Alan rated it one of his best plants, although he didn’t start breeding crocosmias until after the savage winter of 1963, because he thought they were too tender to bother with. East Anglian winters were hard in his day and Alan was a champion fen skater in his youth. He once showed me his skates and reminisced. The hard winter of 1963 to 1964 ( which gave me 4 weeks off school) saw the ground freeze to a foot deep. To his amazement some of his crocosmias survived and that prompted a round of plant breeding because they were hardy beyond a doubt.
His perennial plant breeder was named Percy Piper and there’s greenish yellow kniphofia named after him. Percy didn’t keep many notes but he knew what he was doing when he ‘fiddled’ as they both called it. Alan’s staff always called him Mr Bloom and, as soon as it started speaking to them, he would slip into a Norfolk drawl.
Bressingham’s alpine plant breeder was Laurence Flatman and he has a small hardy geranium named after him. Alan also named some herbaceous phloxes after his staff as they include ‘Bill Green’ and ‘Eva Cullum’. He also name some of his plants after his children and Robert, Anthea, Bridget and Jenny Bloom all exist as plants. Alan, Percy and Laurence got together once a week for a coffee and I would love to have been a fly on the wall.

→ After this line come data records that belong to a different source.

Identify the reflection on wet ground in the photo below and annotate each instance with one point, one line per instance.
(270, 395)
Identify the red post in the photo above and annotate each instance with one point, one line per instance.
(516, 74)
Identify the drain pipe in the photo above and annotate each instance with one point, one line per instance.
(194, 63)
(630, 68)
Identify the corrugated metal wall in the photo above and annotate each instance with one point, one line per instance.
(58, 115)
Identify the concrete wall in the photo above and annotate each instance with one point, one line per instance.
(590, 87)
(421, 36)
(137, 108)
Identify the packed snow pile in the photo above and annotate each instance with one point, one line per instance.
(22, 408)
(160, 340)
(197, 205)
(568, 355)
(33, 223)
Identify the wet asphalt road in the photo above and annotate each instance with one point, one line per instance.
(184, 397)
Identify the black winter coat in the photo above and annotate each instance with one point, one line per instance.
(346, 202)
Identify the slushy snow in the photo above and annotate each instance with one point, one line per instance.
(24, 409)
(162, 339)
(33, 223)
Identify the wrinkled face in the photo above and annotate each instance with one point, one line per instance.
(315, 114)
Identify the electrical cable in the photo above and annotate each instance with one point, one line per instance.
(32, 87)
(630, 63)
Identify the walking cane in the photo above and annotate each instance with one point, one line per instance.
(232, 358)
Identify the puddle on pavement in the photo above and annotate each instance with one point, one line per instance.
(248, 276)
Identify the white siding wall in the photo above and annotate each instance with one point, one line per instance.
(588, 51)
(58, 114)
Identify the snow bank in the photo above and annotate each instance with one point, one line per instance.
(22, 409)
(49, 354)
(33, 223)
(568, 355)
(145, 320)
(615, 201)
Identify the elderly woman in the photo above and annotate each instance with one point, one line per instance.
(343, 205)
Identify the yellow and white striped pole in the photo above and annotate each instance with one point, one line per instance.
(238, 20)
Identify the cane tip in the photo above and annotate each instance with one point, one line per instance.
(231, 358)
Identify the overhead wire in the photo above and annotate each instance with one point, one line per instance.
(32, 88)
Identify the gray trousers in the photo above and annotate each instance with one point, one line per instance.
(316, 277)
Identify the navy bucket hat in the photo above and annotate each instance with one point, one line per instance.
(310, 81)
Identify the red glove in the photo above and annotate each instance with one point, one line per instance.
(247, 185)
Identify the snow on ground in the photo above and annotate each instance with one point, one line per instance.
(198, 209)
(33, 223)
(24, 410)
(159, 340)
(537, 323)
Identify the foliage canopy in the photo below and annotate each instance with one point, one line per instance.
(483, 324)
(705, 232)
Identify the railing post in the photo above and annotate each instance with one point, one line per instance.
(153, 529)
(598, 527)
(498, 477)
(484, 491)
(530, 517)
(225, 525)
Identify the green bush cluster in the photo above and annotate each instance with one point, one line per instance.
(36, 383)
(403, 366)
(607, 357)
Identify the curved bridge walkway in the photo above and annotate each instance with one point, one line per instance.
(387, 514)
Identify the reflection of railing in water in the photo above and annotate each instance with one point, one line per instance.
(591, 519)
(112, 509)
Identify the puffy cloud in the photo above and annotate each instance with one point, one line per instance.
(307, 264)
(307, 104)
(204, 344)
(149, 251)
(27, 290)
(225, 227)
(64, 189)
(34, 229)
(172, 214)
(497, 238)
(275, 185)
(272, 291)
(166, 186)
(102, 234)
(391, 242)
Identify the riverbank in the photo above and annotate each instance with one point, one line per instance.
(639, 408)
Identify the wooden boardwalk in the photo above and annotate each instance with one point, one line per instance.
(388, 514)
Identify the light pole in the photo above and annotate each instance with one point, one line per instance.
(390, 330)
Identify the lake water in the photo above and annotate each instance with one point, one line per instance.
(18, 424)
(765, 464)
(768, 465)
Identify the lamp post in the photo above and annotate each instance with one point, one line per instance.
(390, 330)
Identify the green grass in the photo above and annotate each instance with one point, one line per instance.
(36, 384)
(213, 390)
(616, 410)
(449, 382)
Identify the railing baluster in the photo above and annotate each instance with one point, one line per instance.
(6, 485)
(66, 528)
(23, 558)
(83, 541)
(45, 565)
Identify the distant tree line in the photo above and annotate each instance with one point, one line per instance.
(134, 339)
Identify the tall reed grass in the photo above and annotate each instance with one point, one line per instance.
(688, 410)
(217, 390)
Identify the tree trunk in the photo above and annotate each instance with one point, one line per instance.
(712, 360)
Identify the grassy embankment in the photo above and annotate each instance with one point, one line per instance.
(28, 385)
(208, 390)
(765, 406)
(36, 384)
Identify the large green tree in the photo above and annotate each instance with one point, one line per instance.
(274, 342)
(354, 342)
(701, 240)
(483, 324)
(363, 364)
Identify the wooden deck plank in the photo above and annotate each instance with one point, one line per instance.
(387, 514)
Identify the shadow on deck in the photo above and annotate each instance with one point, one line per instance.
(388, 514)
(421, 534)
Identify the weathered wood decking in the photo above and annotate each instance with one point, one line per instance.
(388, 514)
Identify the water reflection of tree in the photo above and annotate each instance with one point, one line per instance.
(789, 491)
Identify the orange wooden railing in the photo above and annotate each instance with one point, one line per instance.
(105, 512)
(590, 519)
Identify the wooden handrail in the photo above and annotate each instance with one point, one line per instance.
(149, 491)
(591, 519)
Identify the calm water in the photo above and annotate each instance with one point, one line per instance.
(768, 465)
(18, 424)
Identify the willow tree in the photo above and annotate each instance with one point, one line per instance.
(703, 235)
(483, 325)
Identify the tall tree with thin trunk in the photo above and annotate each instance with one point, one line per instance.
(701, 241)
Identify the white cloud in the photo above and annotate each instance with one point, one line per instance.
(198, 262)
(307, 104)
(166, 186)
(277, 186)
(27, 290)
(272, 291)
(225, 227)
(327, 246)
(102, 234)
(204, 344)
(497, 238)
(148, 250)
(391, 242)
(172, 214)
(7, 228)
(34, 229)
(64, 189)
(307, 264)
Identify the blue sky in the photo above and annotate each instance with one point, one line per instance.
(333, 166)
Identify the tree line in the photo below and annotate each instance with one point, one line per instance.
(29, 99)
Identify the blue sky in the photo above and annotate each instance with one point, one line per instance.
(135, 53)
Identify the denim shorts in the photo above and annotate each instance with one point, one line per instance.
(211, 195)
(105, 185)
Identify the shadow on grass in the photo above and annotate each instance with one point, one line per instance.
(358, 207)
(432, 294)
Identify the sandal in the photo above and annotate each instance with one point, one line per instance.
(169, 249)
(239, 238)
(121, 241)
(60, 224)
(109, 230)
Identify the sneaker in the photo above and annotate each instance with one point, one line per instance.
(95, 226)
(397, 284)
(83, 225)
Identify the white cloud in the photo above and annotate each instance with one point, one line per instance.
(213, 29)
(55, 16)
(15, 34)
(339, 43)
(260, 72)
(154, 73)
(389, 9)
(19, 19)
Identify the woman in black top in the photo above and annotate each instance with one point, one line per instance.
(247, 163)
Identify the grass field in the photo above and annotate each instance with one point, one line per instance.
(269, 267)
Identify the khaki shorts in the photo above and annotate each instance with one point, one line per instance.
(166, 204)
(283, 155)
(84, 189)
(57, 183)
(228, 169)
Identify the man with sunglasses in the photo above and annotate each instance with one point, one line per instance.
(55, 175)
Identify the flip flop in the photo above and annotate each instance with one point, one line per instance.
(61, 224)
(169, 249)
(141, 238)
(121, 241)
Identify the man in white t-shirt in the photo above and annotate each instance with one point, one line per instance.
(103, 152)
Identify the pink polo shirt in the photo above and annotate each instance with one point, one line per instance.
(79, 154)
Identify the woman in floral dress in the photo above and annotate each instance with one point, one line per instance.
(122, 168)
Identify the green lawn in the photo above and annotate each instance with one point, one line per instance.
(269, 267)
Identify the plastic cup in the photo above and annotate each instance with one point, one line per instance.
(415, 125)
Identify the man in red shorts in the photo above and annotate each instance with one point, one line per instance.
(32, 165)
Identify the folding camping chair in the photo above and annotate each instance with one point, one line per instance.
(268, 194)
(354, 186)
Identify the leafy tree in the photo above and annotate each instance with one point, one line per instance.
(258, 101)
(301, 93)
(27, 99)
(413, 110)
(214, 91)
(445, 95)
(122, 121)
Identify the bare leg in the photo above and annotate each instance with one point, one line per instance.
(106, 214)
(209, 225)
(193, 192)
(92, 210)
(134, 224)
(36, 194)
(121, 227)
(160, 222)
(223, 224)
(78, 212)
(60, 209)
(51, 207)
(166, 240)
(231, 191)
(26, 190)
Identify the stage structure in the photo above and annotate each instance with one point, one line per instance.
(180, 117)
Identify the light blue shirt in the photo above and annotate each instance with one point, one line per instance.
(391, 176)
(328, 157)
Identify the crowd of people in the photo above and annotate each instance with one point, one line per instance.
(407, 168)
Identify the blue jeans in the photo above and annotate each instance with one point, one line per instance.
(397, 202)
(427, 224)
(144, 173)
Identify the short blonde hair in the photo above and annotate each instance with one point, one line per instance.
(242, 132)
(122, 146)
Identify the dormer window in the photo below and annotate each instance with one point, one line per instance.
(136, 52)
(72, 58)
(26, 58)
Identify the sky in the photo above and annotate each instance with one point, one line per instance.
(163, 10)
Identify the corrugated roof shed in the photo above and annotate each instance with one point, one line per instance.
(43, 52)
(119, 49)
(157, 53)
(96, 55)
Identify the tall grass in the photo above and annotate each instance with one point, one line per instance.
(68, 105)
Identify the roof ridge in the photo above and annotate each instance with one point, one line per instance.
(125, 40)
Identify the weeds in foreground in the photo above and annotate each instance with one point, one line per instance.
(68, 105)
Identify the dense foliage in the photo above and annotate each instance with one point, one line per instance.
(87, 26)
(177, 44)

Bressingham still lives on, although Alan Herbert Vauser Bloom passed away in 2005, aged 98 years. His Dell Garden is still one of the best places to see herbaceous plants in sweeping island beds. Many of these plants are not as readily available as they were, because nurseries are melting away like the glaciers. Everything is labelled and the garden is cared for by his son-in-law Jaime Blake and what a job he does.
I recently acquired a September-flowering kniphofia that Jaime had named. I originally saw it on the Red Hot Poker trial at RHS Wisley ( 2007- 2009) which I helped judge. The slender orange red flowers were given the name ‘Penny Rockets’. I was lucky enough to buy this by mail order from Bressingham Plants. I was completely impressed by the quality of this and the other paper I bought, ‘Elvira’. Substantial big plants at reasonable prices.
One of my last memories of Alan is in the potting shed because in his late 80s and early 90s he propagated plants for his grandson Jason Bloom, son of Adrian. I can still picture him sitting and half leaning against a stool in his shed. Jason is growing plants for the nursery and, if you ask me, he’s a chip off the old block. Look for the Plant Shop at www.thebressinghamgardens.com
If I hadn’t been into plants I would never have met Alan and spent those happy evenings munching Cadbury’s milk chocolate while his favourite composer, Schubert, played in the background. In winter there’d be a log fire burning and in summer we would sit on the seat in the garden and talk plants for hours and hours! Thank you plants.